Neil LaBute, the Chicago area playwright (“Bash”) and screenwriter (“In the Company of Men”) had a winner last season at the Almeida with “The Shape of Things,” his story of a hapless nerd seduced and abandoned by a heartless female; but his new work, though it deals again with the soulless depths he likes to explore, lacks narrative pull and the strong character development of his best work.
Here he concentrates on a spiritually dead white trash family, and in particular the doomed teenager (Mark Webber) who is destroyed by the aching nothingness of his life.
Going nowhere
Webber as the alienated teen, Matthews as his beleaguered girlfriend and Jason Ritter as the buddy he treats like dirt are fine young American actors, though somewhat blurred in their vocal delivery; and director David Leveaux’s staging, set against grimy green walls and with the family home always penetrated by the flicker of a TV set and the piercing cries of an offstage infant, is loaded with the appropriately depressing details.
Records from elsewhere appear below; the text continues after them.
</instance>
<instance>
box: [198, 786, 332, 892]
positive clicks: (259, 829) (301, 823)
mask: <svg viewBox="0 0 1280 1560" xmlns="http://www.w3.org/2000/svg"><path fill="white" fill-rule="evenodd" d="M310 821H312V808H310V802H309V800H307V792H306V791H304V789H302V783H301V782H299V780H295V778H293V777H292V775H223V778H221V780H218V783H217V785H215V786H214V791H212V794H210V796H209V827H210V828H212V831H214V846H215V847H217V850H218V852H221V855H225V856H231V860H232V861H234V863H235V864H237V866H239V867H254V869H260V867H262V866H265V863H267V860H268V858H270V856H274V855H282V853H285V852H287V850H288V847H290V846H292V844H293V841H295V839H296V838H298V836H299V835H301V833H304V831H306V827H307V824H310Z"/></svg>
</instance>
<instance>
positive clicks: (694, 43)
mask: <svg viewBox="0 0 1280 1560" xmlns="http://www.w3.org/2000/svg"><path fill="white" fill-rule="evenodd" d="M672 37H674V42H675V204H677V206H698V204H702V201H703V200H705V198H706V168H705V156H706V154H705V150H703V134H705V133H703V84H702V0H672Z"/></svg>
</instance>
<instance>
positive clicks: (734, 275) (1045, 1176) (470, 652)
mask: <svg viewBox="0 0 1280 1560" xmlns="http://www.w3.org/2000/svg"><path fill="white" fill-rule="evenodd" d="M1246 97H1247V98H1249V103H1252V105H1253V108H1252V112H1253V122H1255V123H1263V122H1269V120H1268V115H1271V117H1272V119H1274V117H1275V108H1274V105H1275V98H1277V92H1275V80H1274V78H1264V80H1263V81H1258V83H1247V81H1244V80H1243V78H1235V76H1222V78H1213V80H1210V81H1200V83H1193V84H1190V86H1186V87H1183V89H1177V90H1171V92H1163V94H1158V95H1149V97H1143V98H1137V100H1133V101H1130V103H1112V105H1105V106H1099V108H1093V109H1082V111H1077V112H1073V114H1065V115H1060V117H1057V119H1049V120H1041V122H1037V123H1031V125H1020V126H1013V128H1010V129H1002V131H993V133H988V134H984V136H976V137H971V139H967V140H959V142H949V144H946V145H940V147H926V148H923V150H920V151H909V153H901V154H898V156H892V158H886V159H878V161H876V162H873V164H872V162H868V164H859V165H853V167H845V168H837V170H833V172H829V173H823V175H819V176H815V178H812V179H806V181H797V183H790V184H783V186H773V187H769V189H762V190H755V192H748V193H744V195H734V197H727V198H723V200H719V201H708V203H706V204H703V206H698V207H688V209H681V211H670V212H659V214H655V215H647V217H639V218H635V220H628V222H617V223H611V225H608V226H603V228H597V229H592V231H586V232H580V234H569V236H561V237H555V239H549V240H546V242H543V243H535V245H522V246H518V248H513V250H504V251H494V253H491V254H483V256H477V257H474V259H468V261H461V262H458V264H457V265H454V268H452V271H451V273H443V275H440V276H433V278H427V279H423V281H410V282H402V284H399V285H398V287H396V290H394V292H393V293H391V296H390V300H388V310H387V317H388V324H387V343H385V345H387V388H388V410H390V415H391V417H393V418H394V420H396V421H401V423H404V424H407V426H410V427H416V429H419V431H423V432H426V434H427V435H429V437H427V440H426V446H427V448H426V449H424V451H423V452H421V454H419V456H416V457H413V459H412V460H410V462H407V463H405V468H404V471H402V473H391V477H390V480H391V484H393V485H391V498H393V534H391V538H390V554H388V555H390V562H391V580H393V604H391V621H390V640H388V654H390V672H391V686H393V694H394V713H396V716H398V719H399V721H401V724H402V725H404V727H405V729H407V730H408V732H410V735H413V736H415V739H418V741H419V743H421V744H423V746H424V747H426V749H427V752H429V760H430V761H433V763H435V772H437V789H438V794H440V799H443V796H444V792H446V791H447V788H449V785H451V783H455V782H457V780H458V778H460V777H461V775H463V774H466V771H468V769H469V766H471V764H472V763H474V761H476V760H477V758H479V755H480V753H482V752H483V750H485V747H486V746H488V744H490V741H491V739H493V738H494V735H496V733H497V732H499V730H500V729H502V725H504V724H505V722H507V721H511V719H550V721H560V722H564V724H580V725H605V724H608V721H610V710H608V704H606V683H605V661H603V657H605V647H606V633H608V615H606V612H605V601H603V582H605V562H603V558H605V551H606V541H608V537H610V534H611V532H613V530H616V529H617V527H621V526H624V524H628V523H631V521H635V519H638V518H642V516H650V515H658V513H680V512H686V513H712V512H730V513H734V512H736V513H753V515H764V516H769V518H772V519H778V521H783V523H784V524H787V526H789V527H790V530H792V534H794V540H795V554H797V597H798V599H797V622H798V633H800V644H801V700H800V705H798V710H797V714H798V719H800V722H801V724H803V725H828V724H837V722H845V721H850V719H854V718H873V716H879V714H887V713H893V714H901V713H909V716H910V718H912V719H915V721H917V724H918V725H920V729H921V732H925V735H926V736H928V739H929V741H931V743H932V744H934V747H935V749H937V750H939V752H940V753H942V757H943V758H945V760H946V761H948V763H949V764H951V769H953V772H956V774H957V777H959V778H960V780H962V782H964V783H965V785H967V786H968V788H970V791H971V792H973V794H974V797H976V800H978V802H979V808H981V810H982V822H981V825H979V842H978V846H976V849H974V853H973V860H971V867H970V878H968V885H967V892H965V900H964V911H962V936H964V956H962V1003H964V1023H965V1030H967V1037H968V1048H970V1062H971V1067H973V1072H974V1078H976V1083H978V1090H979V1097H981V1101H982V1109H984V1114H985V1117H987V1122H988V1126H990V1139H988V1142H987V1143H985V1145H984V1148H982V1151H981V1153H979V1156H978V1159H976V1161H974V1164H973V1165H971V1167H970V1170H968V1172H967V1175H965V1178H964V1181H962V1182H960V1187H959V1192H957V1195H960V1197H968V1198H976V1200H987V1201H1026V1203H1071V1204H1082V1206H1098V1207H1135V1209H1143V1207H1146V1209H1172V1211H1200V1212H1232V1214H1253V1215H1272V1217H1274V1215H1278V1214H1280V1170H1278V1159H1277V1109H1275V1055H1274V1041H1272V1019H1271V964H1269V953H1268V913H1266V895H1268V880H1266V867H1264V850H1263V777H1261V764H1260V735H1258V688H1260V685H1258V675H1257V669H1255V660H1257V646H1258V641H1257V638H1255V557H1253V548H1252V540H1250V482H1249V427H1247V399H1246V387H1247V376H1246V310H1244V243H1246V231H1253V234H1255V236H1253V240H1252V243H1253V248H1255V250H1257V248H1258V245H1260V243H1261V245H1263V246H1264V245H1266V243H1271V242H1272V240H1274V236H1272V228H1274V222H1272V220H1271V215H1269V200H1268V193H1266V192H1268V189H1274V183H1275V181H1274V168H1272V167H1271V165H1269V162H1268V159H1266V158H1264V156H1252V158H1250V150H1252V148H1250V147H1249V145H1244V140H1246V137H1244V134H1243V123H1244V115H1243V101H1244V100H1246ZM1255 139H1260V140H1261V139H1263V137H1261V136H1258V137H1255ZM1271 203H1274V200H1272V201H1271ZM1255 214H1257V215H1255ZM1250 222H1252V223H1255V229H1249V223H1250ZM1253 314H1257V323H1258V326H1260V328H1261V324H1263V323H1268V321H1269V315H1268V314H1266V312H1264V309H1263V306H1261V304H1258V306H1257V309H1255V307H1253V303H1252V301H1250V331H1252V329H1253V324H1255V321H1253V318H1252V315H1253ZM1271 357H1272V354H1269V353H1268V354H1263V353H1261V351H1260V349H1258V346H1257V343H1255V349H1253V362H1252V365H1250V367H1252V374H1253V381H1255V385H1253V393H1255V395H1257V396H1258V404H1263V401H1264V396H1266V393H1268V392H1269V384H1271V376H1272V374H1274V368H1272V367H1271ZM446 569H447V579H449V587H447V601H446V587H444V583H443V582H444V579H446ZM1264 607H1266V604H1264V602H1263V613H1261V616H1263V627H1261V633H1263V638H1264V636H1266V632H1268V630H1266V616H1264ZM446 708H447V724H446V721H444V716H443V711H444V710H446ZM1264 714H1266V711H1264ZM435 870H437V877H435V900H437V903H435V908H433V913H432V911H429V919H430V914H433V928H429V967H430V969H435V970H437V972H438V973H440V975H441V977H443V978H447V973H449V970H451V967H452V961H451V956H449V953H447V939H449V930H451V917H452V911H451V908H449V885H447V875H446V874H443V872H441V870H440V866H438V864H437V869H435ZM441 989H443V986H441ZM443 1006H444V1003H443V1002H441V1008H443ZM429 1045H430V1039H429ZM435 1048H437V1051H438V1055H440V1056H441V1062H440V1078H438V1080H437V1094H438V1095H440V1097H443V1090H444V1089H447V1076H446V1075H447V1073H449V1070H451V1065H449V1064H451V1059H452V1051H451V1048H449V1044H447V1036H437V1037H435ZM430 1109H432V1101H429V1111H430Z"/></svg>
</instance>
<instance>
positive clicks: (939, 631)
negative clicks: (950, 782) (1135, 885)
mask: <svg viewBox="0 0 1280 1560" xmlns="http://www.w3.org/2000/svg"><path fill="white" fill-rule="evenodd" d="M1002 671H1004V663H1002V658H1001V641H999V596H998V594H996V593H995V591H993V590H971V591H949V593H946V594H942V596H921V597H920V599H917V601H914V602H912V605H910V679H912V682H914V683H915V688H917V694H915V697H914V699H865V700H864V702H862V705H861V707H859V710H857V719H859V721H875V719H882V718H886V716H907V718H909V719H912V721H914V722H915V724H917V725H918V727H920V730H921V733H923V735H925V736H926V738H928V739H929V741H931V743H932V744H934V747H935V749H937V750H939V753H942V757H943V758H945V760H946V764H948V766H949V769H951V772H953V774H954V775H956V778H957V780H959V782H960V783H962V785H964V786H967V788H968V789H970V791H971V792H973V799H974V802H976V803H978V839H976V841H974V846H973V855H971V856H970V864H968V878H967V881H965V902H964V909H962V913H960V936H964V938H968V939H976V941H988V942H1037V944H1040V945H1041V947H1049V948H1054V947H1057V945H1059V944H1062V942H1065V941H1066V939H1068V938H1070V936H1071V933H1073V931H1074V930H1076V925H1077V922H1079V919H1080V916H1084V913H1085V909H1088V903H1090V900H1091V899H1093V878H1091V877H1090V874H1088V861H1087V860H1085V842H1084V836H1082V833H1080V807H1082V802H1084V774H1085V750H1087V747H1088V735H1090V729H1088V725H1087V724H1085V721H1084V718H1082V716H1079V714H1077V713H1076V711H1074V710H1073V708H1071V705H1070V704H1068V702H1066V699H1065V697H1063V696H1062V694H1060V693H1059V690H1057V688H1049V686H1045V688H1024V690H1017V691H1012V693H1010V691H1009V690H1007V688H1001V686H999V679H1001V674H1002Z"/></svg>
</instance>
Once in a while, LaBute summons the angry eloquence he displayed in the chilling monologues of “Bash.”
But with “The Distance From Here,” he’s going nowhere very ploddingly,
Some critics have groused that all this new American input, in addition to the usual high percentage of Broadway plays and musicals seen here, is not adding to the strength of English theater; but the four plays I saw in London were pulling in the just the kind of young, eager audiences producers so constantly lust after.
And there’s no end in sight to the journeys of American stars who want to get those London stage reviews.
Promised for the fall are DePaul University alumna Gillian Anderson of “The X Files” in a new work by the American playwright Michael Weller and Glenn Close in “A Streetcar Named Desire” at the Royal National Theatre.